Zzz. Zzz. Zzzzzz. And no, that’s not sound of me catching some Z’s — that’s the buzz of what sounds like a chainsaw to me. I’d seen the two men who work on the land regularly pull up the drive earlier. Just another project, I think. But when I go out to see what all the noise is for, my eyes fall on what he’s done — what he’s doing, rather, and I can’t help but let my jaw drop. His mimics mine, and the buzzing subsides.
“Are y’all cutting that all the way down?” I ask, hoping I’m wrong, yet knowing the answer, seeing that the chainsaw has been driven through at least three-fourths of the massive trunk of the backyard cherry tree.
“Yep,” D replies.
“Why??” I have to know.
“It’s rotten. All the way through.”
My first instinct is to protest with a “yeah, but…” even though I know it’s too late.
“Don’t want it fallin’ on the house.”
He’s right. I don’t.
What he’s doing is for the best, even if it ushers in tremendous sadness.
Isn’t this true of Someone else, too?
A few years ago, I’d pretend everything was fine, like losing this dead tree didn’t bother me. I’d tell myself to get over it, that I didn’t even have an attachment to this one, that I “shouldn’t” feel this way. Now, though, I let myself be sad. Not unreasonably so, but enough to process it:
A tree has died. (And was actually dead for a while, still standing, apparently)

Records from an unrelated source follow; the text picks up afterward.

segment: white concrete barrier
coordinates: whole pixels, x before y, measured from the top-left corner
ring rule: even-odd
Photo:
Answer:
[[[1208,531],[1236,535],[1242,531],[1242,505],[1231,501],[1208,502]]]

The landscape of the backyard has changed.
Even though I never climbed this tree, never sat underneath its branches — it’s been a part of this house as long as I’ve known it; losing it is like losing a piece of home.

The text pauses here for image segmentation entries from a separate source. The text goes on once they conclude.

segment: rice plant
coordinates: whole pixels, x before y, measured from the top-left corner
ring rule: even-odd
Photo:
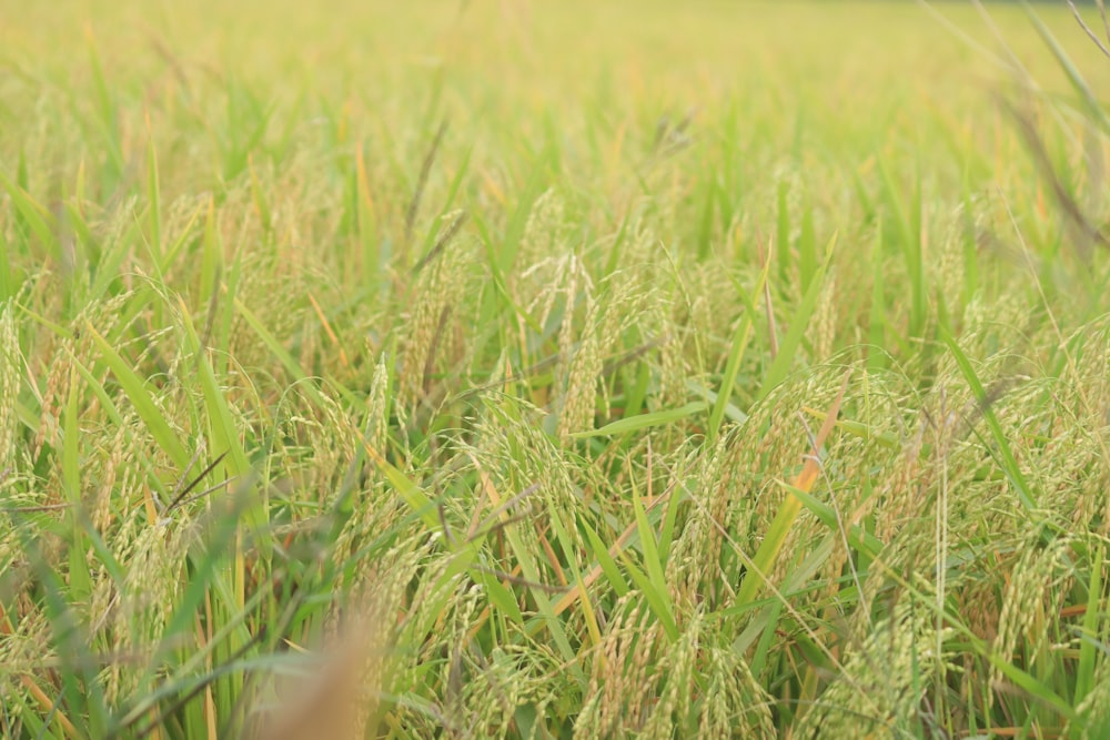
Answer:
[[[1101,3],[0,10],[3,737],[1110,733]]]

I go inside after chit-chatting, and ten minutes later, my dogs and I hear a heavy thud. What’s done is done. I don’t cry, but I do grieve because pretending this sadness isn’t here won’t make it disappear.
I decide that baking cookies is never a bad idea. Right in the middle of the work-day, I pour in sugar and crack three eggs, and I wonder at the beauty of sadness. Wouldn’t the absence of sadness in light of this loss mean I hadn’t noticed, hadn’t appreciated, hadn’t loved? Don’t misunderstand — I don’t suggest to go out looking for sadness. But when it finds us, we’ve got to acknowledge it’s there. It’s the only way to begin to ask God to help with what’s in disrepair.

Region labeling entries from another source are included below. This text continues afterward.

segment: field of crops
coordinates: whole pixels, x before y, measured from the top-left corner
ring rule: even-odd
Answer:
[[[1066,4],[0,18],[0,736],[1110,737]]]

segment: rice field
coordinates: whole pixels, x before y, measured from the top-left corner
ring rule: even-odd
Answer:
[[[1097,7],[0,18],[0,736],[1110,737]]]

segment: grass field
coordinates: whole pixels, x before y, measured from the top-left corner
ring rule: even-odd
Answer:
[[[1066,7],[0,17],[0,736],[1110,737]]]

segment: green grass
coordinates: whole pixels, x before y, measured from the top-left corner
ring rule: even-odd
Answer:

In this life, we will have trouble (John 16:33). Pain will pierce, disappointment will daunt, sadness will sorrow. But Jesus has overcome it all (John 16:33 continued).
So today, don’t fear sadness. Don’t run too fast from it either. If it comes today, let its beauty surprise you — the beautiful reminder that you can feel, you are human, you do love. And remember, God is big enough to handle your sadness; it’s not here to stay (Revelation 21:4).